Fitzgerald missed Wednesday and Thursday’s practices, as he’s dealing with an MCL sprain in his left knee. Head coach Bruce Arians said Fitzgerald is “iffy” for Sunday’s game against the Seattle Seahawks.

“He’s a little bit sorer than I thought he would be,” Arians said. “We knew he would be. Hopefully it’ll loosen up as the week goes on.”

Judging by Fitzgerald being out of the last two practices and seeing him walk gingerly to his locker when he sat to speak with the media, there’s cause for concern if you’re Arians and the Cardinals.

Fitzgerald doesn’t feel that way. To him, it’s not a huge deal if he doesn’t practice this week and shows up as DNP [Did Not Participate] on the injury reports.

“I know the game plan, there’s nothing different,” Fitzgerald said. “I haven’t actually run some of the plays, but there’s nothing different. Mentally, I know my sights, I know my hots, I’m very familiar with Seattle’s personnel and their schemes and everything like that, so I don’t think that would be the issue.”

During the open portion of practice on Thursday, Fitzgerald sat with long snapper Mike Leach near the practice bubble. Fitzgerald then made his way around the other side of the field and stood with linebacker Sam Acho and safeties Deone Bucannon and Rashad Johnson. Fitzgerald said he was able to get some rehab work in.

“Yeah, I did a little bit more than I did yesterday,” Fitzgerald said. “It’s [knee] feeling a little better. I have four days until we play, so I remain optimistic.”

Even though the injury reports say Fitzgerald is ‘limited,’ he doesn’t agree with that assessment.

“I can do everything,” Fitzgerald said.

There’s not really much Fitzgerald and the training staff can do at this point other than continue the rehab and see how the knee responds before Sunday.

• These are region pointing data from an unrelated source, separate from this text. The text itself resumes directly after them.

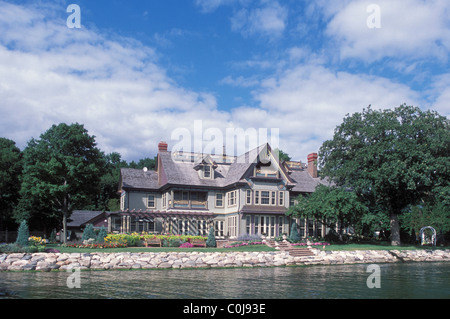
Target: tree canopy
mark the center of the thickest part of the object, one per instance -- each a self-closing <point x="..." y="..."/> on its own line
<point x="62" y="170"/>
<point x="391" y="159"/>
<point x="10" y="171"/>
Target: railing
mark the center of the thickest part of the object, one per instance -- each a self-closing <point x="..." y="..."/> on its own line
<point x="189" y="204"/>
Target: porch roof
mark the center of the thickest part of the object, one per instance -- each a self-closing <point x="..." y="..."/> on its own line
<point x="263" y="210"/>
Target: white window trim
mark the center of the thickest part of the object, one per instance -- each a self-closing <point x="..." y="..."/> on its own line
<point x="281" y="198"/>
<point x="223" y="200"/>
<point x="154" y="201"/>
<point x="270" y="198"/>
<point x="229" y="198"/>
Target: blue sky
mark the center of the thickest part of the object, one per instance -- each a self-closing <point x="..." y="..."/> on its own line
<point x="138" y="70"/>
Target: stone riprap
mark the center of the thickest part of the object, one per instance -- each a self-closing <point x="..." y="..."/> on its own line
<point x="151" y="260"/>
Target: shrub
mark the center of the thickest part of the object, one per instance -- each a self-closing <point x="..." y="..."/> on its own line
<point x="211" y="241"/>
<point x="186" y="245"/>
<point x="23" y="234"/>
<point x="101" y="235"/>
<point x="88" y="233"/>
<point x="294" y="237"/>
<point x="52" y="238"/>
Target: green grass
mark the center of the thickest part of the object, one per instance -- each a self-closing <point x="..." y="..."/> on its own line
<point x="252" y="248"/>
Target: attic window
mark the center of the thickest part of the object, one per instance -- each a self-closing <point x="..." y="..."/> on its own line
<point x="207" y="171"/>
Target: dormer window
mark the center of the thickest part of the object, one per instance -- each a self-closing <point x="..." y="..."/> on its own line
<point x="207" y="171"/>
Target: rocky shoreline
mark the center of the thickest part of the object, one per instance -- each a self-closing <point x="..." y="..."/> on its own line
<point x="180" y="260"/>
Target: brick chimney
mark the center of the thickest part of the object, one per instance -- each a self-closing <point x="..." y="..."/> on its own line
<point x="162" y="147"/>
<point x="312" y="165"/>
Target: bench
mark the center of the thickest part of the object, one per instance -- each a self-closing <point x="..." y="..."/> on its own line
<point x="198" y="242"/>
<point x="152" y="241"/>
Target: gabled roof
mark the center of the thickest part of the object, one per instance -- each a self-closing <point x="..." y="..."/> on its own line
<point x="82" y="217"/>
<point x="175" y="169"/>
<point x="138" y="179"/>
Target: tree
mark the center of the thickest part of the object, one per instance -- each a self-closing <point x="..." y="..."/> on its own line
<point x="294" y="236"/>
<point x="101" y="235"/>
<point x="390" y="158"/>
<point x="10" y="171"/>
<point x="330" y="205"/>
<point x="23" y="234"/>
<point x="88" y="233"/>
<point x="211" y="241"/>
<point x="62" y="171"/>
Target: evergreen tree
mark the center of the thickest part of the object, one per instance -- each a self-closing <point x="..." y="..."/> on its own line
<point x="211" y="241"/>
<point x="23" y="234"/>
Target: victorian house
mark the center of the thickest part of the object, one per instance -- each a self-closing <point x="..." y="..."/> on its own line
<point x="188" y="193"/>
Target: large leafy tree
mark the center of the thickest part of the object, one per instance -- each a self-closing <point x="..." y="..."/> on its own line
<point x="62" y="172"/>
<point x="331" y="205"/>
<point x="10" y="170"/>
<point x="390" y="158"/>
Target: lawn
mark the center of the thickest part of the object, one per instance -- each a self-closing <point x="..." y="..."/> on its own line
<point x="333" y="247"/>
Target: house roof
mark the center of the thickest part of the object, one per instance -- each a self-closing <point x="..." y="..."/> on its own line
<point x="81" y="217"/>
<point x="179" y="169"/>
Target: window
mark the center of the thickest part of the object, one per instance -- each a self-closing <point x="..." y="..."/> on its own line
<point x="272" y="226"/>
<point x="265" y="198"/>
<point x="232" y="226"/>
<point x="164" y="200"/>
<point x="280" y="225"/>
<point x="218" y="228"/>
<point x="248" y="224"/>
<point x="151" y="203"/>
<point x="219" y="200"/>
<point x="207" y="171"/>
<point x="248" y="200"/>
<point x="232" y="200"/>
<point x="122" y="202"/>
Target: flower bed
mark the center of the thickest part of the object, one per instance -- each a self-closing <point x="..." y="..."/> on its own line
<point x="310" y="244"/>
<point x="136" y="239"/>
<point x="96" y="246"/>
<point x="240" y="244"/>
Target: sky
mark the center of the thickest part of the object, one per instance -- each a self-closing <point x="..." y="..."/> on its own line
<point x="137" y="71"/>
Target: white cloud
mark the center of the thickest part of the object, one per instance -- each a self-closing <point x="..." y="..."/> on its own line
<point x="409" y="29"/>
<point x="114" y="87"/>
<point x="308" y="101"/>
<point x="268" y="20"/>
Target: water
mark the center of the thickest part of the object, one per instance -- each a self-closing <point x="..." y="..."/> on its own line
<point x="409" y="280"/>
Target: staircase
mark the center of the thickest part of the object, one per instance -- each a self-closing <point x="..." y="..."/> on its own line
<point x="294" y="251"/>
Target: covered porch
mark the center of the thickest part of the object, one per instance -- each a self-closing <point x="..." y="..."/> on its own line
<point x="161" y="222"/>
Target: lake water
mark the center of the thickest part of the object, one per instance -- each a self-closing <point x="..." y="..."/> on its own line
<point x="402" y="280"/>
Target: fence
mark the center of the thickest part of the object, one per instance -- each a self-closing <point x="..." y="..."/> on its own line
<point x="11" y="236"/>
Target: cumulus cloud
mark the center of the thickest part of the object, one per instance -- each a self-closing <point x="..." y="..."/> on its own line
<point x="51" y="74"/>
<point x="268" y="20"/>
<point x="408" y="29"/>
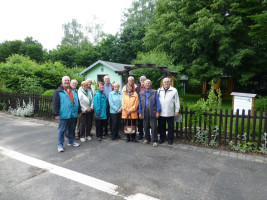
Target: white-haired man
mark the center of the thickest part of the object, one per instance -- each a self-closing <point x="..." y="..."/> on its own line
<point x="66" y="108"/>
<point x="131" y="82"/>
<point x="170" y="105"/>
<point x="140" y="88"/>
<point x="108" y="87"/>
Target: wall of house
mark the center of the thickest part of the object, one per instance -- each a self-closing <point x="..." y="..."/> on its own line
<point x="100" y="69"/>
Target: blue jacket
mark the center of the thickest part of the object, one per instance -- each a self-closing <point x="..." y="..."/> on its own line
<point x="114" y="100"/>
<point x="100" y="104"/>
<point x="62" y="105"/>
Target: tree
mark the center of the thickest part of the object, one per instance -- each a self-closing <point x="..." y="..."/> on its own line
<point x="134" y="24"/>
<point x="208" y="38"/>
<point x="73" y="33"/>
<point x="157" y="58"/>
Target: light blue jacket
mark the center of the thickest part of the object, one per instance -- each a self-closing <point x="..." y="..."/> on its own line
<point x="115" y="99"/>
<point x="63" y="106"/>
<point x="100" y="104"/>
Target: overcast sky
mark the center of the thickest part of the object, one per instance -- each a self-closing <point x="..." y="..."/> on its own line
<point x="43" y="19"/>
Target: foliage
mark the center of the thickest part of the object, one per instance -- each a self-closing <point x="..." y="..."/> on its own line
<point x="21" y="75"/>
<point x="26" y="110"/>
<point x="28" y="47"/>
<point x="157" y="58"/>
<point x="213" y="102"/>
<point x="208" y="39"/>
<point x="261" y="103"/>
<point x="48" y="93"/>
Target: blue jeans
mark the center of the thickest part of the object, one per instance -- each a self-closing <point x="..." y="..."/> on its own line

“I just take it one week at a time and make sure I’m on the field ready to go every week,” Fitzgerald said. “It’s a rough game, it’s a rough business. You look around the league, you see every week somebody’s getting dinged up and banged around. It’s not like I haven’t played through a lot of different things.”

Fitzgerald is in his 11th year with the Cardinals. He’s no spring chicken, but the way he takes care of his body is second to none. Fitzgerald – like every other player in the NFL – has dealt with various injuries in different ways, but the way he overcomes an injury in his 11th year is no different than the way he dealt with the first injury he suffered when he came in the league.

“It’s the same, it’s no different,” Fitzgerald said. “Every injury is different, but your mentality and how you’re gonna attack it and your focus on how you’re gonna get back for your team is the exact same.”

With a three-game lead over the Seahawks heading into their clash, it would be easy for Arians to decide to shut Fitzgerald down and let him rest up and get more rehab so he’s ready for the remainder of the season and hopefully the playoffs. Fitzgerald doesn’t believe in that philosophy. To him, if he’s able to walk on the turf at CenturyLink Field on Sunday, then he’s going to play.

“Every game is important for us, we need to win every single game coming forward to be able to secure our playoff position and potential first-round bye, so every single game is important,” Fitzgerald said. “I don’t look at it [like], ‘You miss this game you can do this,’ that’s not how we look at it around here.”

Should Fitzgerald suit up on Sunday, he’ll have to help quarterback Drew Stanton deal with the deafening noise that the Seahawks fans bring.

“We’ll help him along: ‘Drew, throw it over here to me that’s all,’ I’ll whisper it in his ear,” Fitzgerald said. “We work with loud noise every single road game so we’re prepared. If we have to use our silent count we have that ability to.”

“The best, most efficient way to keep a crowd quiet is get off to an early lead, and sustain drives, get first downs and capitalize when we get in the red zone,” Fitzgerald said. “That’s a sure fire way to keep a building quiet, so hopefully we can do that.”